George Szell = BLACHER: Music for Cleveland; MOZART: Piano Concerto No. 27 in B-flat Major, K. 595; BRAHMS: Symphony No. 2 in D Major, Op. 73; STRAVINSKY: Fireworks, Fantasy for Orchestra, Op. 4 – Robert Casadesus, piano/ Cologne Radio Symphony Orch./ George Szell – Guild GHCD 2404; 77:53 [Distr. by Albany] ****:
Master orchestral disciplinarian George Szell (1897-1970) sojourned to Cologne, Germany for this historic 1958 broadcast, bringing with him repertory both new and familiar. Among the novelties, Szell leads Boris Blacher’s commissioned work, 1957 Music for Cleveland, Op. 53, whose world premier occurred 21 November 1957. A rather nervous twittering piece, Blacher’s piece exploits triple wind, brass, and four trumpets in often angular, dissonant patterns, edgy and a mite neurotic. As a virtuoso etude for the Cleveland Orchestra, it testifies to a canny discipline while providing a jagged foil to the Mozart that follows. Framing the established repertory on the closing side, Szell proffers a rare look into early Stravinsky, his 1908 Fireworks, likely influenced by the Debussy piano piece, but owing its scintillating color to Stravinsky’s teacher, Rimsky-Korsakov.
French keyboard great Robert Casadesus (1899-1972) made numerous appearances with George Szell, recording twelve of the Mozart concertos. Their mutual finesse in the last of the set, the B-flat Major, K. 595 exudes only exultation and refinement. When Casadesus begins his upward scales and rockets to the blending of the orchestra in the Allegro’s development section, we can feel that even the acerbic Herr Szell ached for transcendence. Perhaps of all three movements the E-flat Major Larghetto projects the most serenity of spirit, with Casadesus’ gentle figures set in classical relief against the occasional minor-key passions in the orchestra.

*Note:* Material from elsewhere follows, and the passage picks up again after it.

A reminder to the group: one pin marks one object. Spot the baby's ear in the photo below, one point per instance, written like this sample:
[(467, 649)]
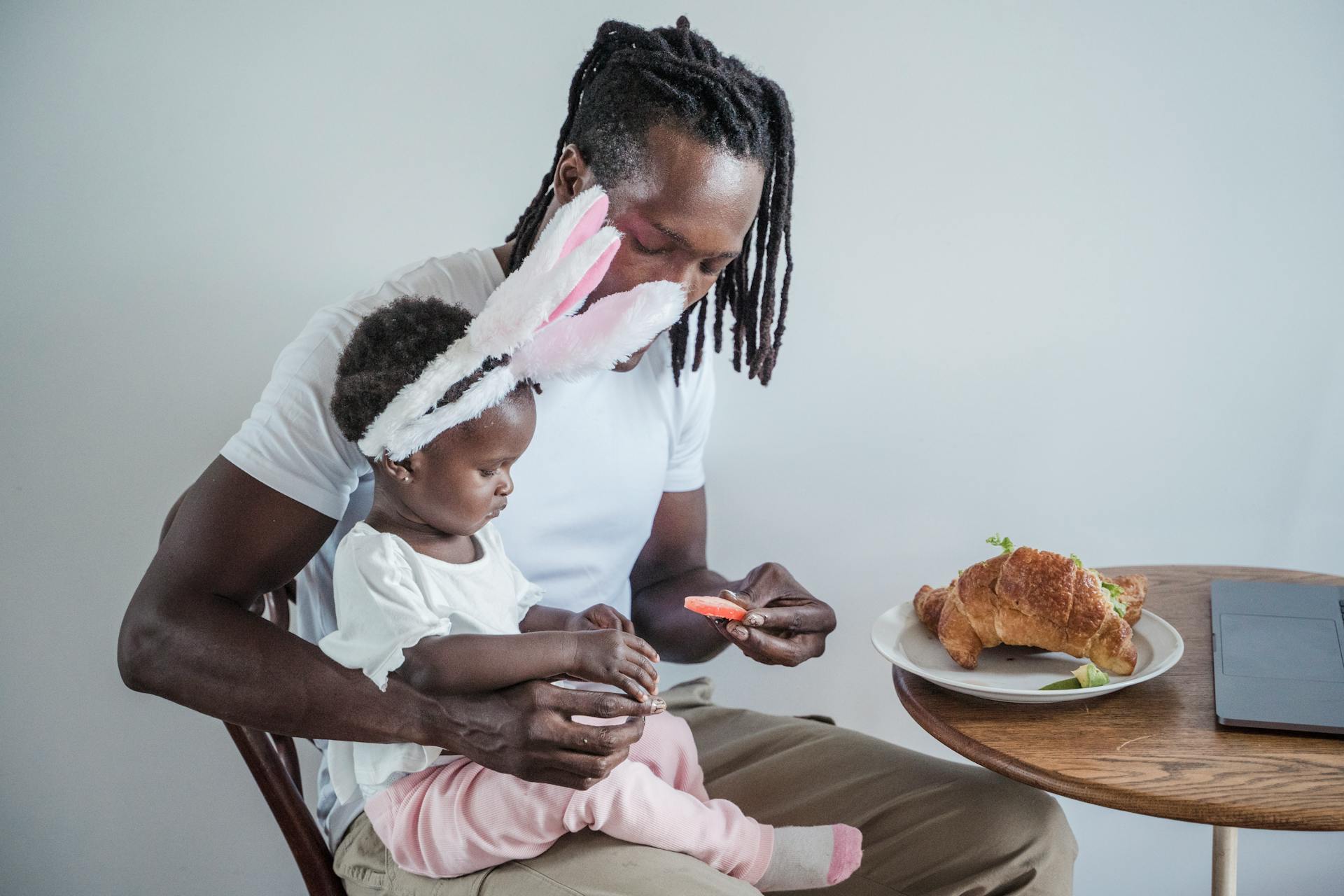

The essentially bucolic 1877 D Major Symphony of Brahms under Szell combines a linear flow and direction with an exalted bloom within the winds and strings, especially the Cologne cellos. Szell gives the three trombones in the first movement development their full scope, enough to suggest a dark cloud – along with the rolling tympani – amidst the sunny skies. While the two interior movements permit Szell excursions into nostalgia and thoughts of outdoor serenades, respectively, the last movement caters to Szell’s sense of the flamboyantly urgent in music. The burst of power that adds the con spirito to the mix – including the wailing of the Cologne clarinet that rises to refined ecstasies – gains a potent momentum that barely relaxes until just before the final bars in which the Cologne afterburners now resemble the kind of power the Cleveland Orchestra produced at Szell’s beck and call.